配列の初期化子に文字列リテラルを指定すると、その文字列の長さ分(プラスNULL文字)のサイズを持つ配列が自動的に生成され、そこに一文字ずつ値がコピーされます。
6行目のコメントに書いた通り、文字列リテラルでの初期化は、文字列を一文字ずつの文字に分解した初期化リストを指定するのと同等です。
次に、8行目の処理を見てみます。
char *strP = "EFGH";
文字列リテラルを評価すると、その文字列リテラルの先頭のアドレス(char型のポインタ)が返ってきます。
これをchar型のポインタ変数で受け取っています。
配列の変数もポインタ変数も、「そのまま」書いた場合にはデータの先頭を示すポインタを返す、という点は共通しています。
そのため、printf
関数の引数指定では全く同じ書き方ができるのです。
(10、11行目)
文字列の終端はどちらもNULL文字が目印です。
ちなみに、ポインタ変数も変数ですから、アドレスを保存しておく領域がメモリ上に確保されます。

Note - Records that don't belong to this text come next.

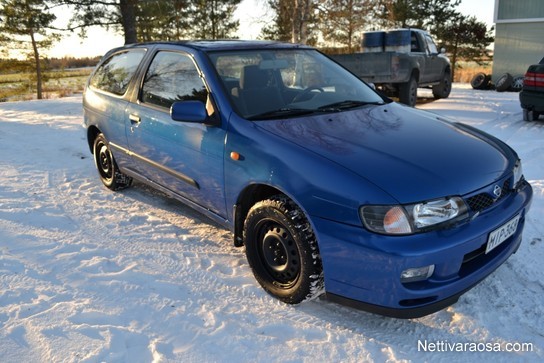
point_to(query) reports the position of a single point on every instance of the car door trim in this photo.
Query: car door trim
(163, 168)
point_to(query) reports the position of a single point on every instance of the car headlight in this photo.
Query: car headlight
(518, 174)
(413, 218)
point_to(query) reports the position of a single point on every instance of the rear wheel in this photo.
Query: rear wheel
(108, 170)
(504, 83)
(282, 251)
(408, 92)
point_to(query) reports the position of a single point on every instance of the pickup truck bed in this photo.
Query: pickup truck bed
(400, 73)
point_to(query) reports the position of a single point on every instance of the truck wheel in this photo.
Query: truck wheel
(107, 168)
(282, 251)
(530, 115)
(517, 84)
(504, 83)
(408, 92)
(443, 89)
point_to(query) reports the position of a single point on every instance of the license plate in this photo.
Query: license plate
(502, 233)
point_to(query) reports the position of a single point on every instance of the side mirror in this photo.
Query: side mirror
(188, 111)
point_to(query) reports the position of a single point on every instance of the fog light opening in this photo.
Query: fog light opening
(416, 274)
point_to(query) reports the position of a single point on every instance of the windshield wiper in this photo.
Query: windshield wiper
(281, 113)
(345, 105)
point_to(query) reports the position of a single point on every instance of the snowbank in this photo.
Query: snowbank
(89, 275)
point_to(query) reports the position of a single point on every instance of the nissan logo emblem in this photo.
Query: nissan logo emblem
(497, 190)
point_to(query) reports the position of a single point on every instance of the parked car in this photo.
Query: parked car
(328, 185)
(411, 60)
(532, 93)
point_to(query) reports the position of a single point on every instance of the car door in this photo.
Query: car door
(433, 64)
(183, 157)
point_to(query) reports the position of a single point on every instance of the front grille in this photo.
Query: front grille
(479, 202)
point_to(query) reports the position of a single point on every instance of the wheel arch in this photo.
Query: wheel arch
(247, 198)
(92, 133)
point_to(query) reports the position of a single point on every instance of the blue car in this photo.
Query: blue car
(329, 186)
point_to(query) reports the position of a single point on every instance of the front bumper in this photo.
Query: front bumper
(363, 269)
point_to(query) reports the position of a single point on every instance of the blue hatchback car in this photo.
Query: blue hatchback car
(330, 186)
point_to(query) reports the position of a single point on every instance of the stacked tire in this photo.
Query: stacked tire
(506, 82)
(480, 81)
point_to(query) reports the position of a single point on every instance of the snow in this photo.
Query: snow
(90, 275)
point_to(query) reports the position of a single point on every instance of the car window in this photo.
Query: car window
(430, 44)
(263, 83)
(172, 77)
(115, 73)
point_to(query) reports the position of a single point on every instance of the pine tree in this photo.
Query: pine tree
(464, 37)
(343, 21)
(24, 25)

この時のサイズは32bit環境ならば4バイトなので、上記のイメージ図では4マス消費しています。
(64bit環境では8バイト)
文字列のポインタのメリット
文字列のポインタが配列と同じように扱えたとしても、ただそれだけではメリットがありません。

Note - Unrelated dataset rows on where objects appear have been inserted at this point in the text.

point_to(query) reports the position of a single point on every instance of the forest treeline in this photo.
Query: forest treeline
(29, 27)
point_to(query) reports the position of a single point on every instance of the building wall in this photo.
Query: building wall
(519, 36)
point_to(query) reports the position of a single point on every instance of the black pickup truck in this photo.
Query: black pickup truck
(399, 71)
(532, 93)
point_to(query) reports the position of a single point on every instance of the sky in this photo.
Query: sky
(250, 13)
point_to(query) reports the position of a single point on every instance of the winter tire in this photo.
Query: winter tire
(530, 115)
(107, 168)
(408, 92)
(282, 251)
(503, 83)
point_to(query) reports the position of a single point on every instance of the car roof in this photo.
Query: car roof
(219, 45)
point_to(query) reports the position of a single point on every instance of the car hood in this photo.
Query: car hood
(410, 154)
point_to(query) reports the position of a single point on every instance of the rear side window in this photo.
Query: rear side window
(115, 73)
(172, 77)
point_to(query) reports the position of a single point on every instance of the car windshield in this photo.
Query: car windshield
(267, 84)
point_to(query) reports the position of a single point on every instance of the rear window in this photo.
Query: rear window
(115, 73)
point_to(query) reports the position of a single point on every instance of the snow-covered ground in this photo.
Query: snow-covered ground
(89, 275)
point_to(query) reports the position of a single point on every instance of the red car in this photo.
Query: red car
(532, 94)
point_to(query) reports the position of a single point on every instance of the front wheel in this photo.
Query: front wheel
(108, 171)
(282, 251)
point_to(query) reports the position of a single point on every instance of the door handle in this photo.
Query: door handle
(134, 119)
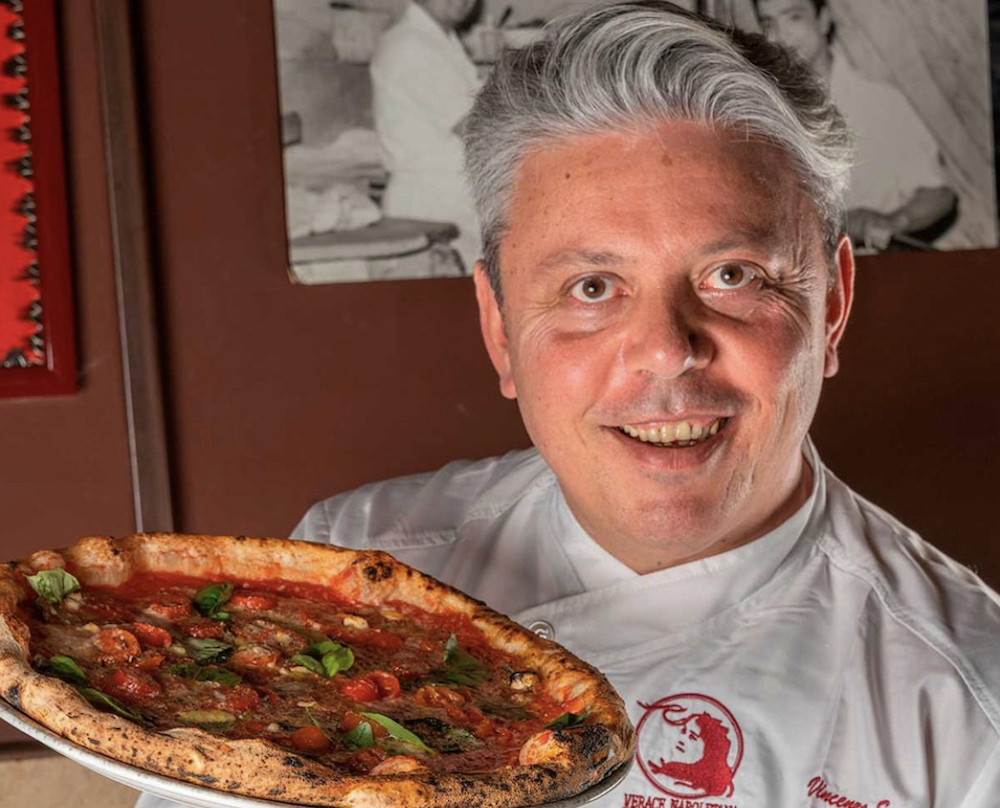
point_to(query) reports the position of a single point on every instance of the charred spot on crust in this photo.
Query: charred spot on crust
(589, 740)
(207, 779)
(378, 571)
(13, 695)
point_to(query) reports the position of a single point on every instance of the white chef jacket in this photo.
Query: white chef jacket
(837, 661)
(895, 152)
(423, 84)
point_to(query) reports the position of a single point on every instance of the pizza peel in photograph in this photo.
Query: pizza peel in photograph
(287, 671)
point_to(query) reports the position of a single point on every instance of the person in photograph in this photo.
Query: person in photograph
(898, 188)
(423, 83)
(664, 288)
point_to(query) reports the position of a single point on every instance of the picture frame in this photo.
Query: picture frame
(37, 330)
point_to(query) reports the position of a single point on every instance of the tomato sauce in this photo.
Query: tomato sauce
(295, 664)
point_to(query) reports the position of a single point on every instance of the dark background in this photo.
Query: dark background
(279, 395)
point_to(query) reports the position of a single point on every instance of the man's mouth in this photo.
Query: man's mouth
(676, 433)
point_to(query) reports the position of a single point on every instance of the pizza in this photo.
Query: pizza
(299, 672)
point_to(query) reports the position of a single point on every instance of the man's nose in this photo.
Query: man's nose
(667, 337)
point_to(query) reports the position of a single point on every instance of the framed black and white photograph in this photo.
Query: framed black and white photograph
(374, 94)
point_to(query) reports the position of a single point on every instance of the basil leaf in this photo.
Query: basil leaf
(53, 585)
(461, 667)
(203, 674)
(209, 599)
(311, 663)
(567, 720)
(67, 670)
(326, 658)
(361, 736)
(99, 699)
(338, 660)
(396, 731)
(208, 650)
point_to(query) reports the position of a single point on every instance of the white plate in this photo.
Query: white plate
(201, 796)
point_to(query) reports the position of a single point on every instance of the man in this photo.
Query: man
(423, 83)
(898, 187)
(664, 288)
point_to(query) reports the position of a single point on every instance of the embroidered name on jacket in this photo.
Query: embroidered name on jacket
(820, 791)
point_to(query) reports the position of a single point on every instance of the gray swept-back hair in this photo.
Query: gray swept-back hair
(630, 65)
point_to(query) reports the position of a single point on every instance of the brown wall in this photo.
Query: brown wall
(279, 395)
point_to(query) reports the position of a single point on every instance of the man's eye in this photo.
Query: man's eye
(730, 276)
(592, 289)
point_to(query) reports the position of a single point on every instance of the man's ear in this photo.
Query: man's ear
(839, 298)
(494, 331)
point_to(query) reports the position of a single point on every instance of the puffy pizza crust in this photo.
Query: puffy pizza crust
(555, 764)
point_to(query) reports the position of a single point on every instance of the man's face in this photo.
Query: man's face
(797, 25)
(668, 318)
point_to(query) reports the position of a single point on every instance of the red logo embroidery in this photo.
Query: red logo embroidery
(689, 746)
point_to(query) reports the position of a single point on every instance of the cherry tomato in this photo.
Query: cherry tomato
(254, 657)
(201, 628)
(371, 687)
(387, 684)
(360, 689)
(170, 607)
(252, 601)
(115, 645)
(131, 685)
(239, 698)
(382, 640)
(309, 739)
(151, 636)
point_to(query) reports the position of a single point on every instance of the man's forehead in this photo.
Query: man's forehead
(578, 200)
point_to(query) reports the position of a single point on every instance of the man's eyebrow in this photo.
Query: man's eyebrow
(760, 238)
(580, 257)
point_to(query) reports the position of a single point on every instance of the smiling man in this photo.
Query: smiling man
(664, 286)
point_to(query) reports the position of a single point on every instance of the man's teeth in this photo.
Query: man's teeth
(682, 433)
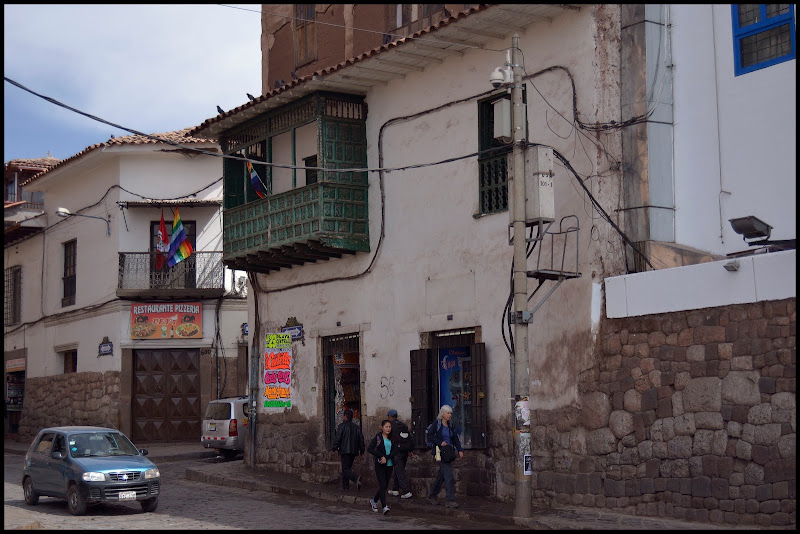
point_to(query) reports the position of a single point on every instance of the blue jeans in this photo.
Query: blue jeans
(445, 475)
(401, 482)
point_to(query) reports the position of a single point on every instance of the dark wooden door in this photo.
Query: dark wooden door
(166, 395)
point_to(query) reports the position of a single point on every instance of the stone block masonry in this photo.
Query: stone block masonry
(70, 399)
(690, 415)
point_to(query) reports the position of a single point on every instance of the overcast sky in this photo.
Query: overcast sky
(150, 68)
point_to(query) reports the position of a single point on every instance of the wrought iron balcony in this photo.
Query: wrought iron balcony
(147, 275)
(315, 222)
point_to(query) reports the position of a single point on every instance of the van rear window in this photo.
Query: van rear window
(218, 410)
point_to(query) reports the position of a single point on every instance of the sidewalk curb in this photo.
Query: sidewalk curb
(253, 485)
(164, 458)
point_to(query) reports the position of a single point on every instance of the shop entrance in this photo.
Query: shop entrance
(343, 380)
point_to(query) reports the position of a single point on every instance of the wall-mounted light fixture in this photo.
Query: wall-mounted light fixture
(731, 266)
(751, 228)
(64, 212)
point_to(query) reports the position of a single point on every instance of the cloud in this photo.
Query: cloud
(151, 68)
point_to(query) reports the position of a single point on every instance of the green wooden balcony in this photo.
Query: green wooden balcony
(313, 223)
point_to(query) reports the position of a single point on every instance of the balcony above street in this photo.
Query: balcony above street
(146, 275)
(308, 224)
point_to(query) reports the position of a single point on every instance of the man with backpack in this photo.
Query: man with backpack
(349, 443)
(401, 438)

配列にはない便利な点として、代入だけでポインタ変数の文字列を別の文字列に差し替えることができます。
char str[] = "ABCD";
char *strP1 = "EFGH";
char *strP2;
//これはNG
str = "IJKL";
//これはOK
strP1 = "IJKLMNOPQRSTU";
//これもOK
strP2 = strP1;
6行目のような書き方はできないのは文字型と文字列の項で説明した通りです。
文字列配列に別の文字列を代入したい場合は、一文字ずつ書き換えていくか、文字列操作関数(strcpy関数など)を使用する必要があります。
しかしポインタ変数ならばこれが可能です。
文字列リテラルを評価すると、その文字列へのポインタが返ってきます。
9行目の処理はそれをポインタ変数に格納しているだけですから、問題なく動くコードとなります。
もちろんstrP1
が示す文字列も置き換わります。
文字列の長さに制限がないというのも大きな利点です。
9行目は最初に代入した文字列よりも長い文字列を再代入しています。
ポインタ変数の格納に必要なメモリ容量はどれだけ長い文字列であっても4バイトです。
(32bitのとき)
文字列リテラルはプログラムの実行開始時にはすでにメモリ上に存在しているのですから、その場所をポインタに代入するだけで別の文字列に差し替えることができます。
配列のときのように文字列を保存するために配列サイズをあらかじめ確保しておく必要もありません。
(文字列の終端はNULL文字で判断できます)
さらに、12行目のように別のポインタ変数の代入も可能です。
これはstrP2
をstrP1
と同じ文字列を指すように指定しています。
配列の時はこういう書き方はできませんでしたが、非常にシンプルに記述できます。
文字列のポインタのデメリット
文字列配列よりも利点が多い文字列のポインタですが、文字列配列ではできて文字列のポインタではできないこともあります。
それは、C言語では文字列リテラルは書き換えてはならないというルールがあるためです。
char str[] = "ABCD";
char *strP = "EFGH";
//これはOK
str[1] = 'Z';
//これはNG
strP[1] = 'Z';
//こうやってもNG
*(strP + 1) = 'Z';
文字列配列のときは、5行目のように文字列を書き換えることができました。
配列は、文字列リテラルとは別の場所に容量を確保し、そこに値を保存していますから、書き換えても問題ありません。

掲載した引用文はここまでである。